Clubs, on the other hand, have help only from themselves, old and reused shells, little or no money, frequent loss of their best athletes to camp recruiters, and mostly unpaid must learn to work together for the good of our sport, our young athletes, and our nation's desire to win medals in international competition. We few clubs still developing rowers are the Mohegan. We can reach our time-valued goals and survive only by undoing the exclusive atmosphere fostered by our present national governing body and the camps we have allowed to be created. We must restore equal support and opportunity to the member clubs, which are the extended families (from youth to veterans) within our rowing community. Camps and clubs can get along-but our leadership has to want it to happen and demand that it is enforced to the letter of the intent as it once was.
Clubs are the magic goose. She lays golden eggs and raises them to be winners. Who will follow, if the valued goose is thoughtlessly left to die? I am saddened to wonder if, like the real Mohegan, we will ourselves dwindle and disappear.

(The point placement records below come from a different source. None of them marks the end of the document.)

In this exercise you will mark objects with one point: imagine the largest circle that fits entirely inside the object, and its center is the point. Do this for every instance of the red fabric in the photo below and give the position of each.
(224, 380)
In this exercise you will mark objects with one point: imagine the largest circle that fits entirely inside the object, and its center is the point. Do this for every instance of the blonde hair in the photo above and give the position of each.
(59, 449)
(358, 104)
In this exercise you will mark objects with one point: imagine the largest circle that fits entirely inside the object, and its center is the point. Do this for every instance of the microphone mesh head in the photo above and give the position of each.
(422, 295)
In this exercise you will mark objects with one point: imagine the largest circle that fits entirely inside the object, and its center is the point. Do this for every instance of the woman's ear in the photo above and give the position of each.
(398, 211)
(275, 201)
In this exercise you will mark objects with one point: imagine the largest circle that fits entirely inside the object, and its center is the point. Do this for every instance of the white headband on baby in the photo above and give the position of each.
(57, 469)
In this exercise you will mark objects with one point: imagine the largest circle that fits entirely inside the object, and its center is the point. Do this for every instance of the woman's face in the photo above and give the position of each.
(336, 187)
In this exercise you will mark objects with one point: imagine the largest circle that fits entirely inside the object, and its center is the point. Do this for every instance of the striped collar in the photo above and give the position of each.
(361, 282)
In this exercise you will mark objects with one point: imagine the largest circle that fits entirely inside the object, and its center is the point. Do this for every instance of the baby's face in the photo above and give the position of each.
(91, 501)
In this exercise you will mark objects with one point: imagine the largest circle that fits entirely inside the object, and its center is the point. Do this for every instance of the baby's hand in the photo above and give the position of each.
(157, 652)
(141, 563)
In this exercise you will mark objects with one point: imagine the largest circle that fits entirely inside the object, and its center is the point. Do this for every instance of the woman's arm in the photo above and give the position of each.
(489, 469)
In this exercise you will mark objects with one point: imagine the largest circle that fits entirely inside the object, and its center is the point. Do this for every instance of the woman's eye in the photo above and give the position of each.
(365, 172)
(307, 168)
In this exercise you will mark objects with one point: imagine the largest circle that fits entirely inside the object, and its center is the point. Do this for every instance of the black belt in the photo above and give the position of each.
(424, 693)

Editors Note: The selection procedures for elite athletes in the United States has gone through a number of changes since the beginning of America's participation in rowing in the 1900 Olympics. In the early part of the Century, selection of Olympic team boats was made at the national championships run by the National Association of Amateur Oarsmen (NAAO). College crews that normally broke up after the semester would stay together and test themselves against other crews for the right to represent America at the Olympics. From 1920 to 1956, the U.S. had a virtual lock on the eights race, winning the gold medal every time with a college crew. However, the post World War II dominance of Russian and German crews in the World Championships and the Henley races, along with U.S. losses in the 1960 and 1968 Olympic eights race, led many in the rowing community to look for a new approach to competing with countries that were marshaling government resources and fielding true national teams. Thus, in 1969, the NAAO, now called the United States Rowing Association (USRA), elected to develop a limited central camp system that would build a national eight-oared crew to represent the U.S. Since that time the USRA has hired national team coaches to focus on the eight and other selected boats. Currently, the U.S. has three national team coaches hired from abroad and three national training centers (Augusta, GA, Chattanooga, TN and San Diego, CA) where at least 100 athletes train full-time, year-round to compete for spaces in all the team boats. The selection for representation at the World Championships and Olympics is currently held at a trials race which is open for any individual, club or camp to enter. The article is a perspective on this process for selecting U.S. athletes for international competition.